Without a shot being fired, 1,000 French soldiers and paratroopers and 200 Malian troops seized Timbuktu airport and surrounded the town on the banks of the Niger River, looking to block the escape of insurgents.
In both Timbuktu and Gao, cheering crowds turned out to welcome the French and Malian troops.
A third town in Mali's vast desert north, Kidal, had remained in Islamist militant hands. But Malian Tuareg MNLA rebels, who are seeking autonomy for their northern region, said on Monday they had taken charge in Kidal after Islamist fighters abandoned it.
A diplomat in Bamako confirmed the MNLA takeover of Kidal.
A French military spokesman said the assault forces at Timbuktu were avoiding any fighting inside the city to protect the cultural treasures, mosques and religious shrines in what is considered a seat of Islamic learning.
But Timbuktu Mayor Ousmane Halle told Reuters departing Islamist gunmen had four days earlier set fire to the town's new Ahmed Baba Institute, which contained thousands of manuscripts.
UNESCO spokesman Roni Amelan said the Paris-based U.N. cultural agency was "horrified" by the news of the fire, but was awaiting a full assessment of the damage.
Ali Baba, a worker at the Ahmed Baba Institute, told Sky News in Timbuktu more than 3,000 manuscripts had been destroyed. "They are bandits.
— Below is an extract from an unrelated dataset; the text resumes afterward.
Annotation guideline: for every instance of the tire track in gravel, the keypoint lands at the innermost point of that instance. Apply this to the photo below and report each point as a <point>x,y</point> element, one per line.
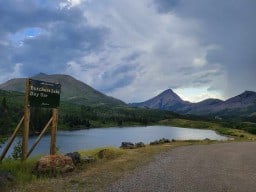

They have burned some manuscripts and also stole a lot of manuscripts which they took with them," he said.
Marie Rodet, an African history lecturer at Britain's School of Oriental and African Studies, said Timbuktu held one of the greatest libraries of Islamic manuscripts in the world.
"It's pure retaliation. They (the Islamist militant rebels) knew they were losing the battle and they hit where it really hurts," Rodet told Reuters. "These people are not interested in any intellectual debate. They are anti-intellectual."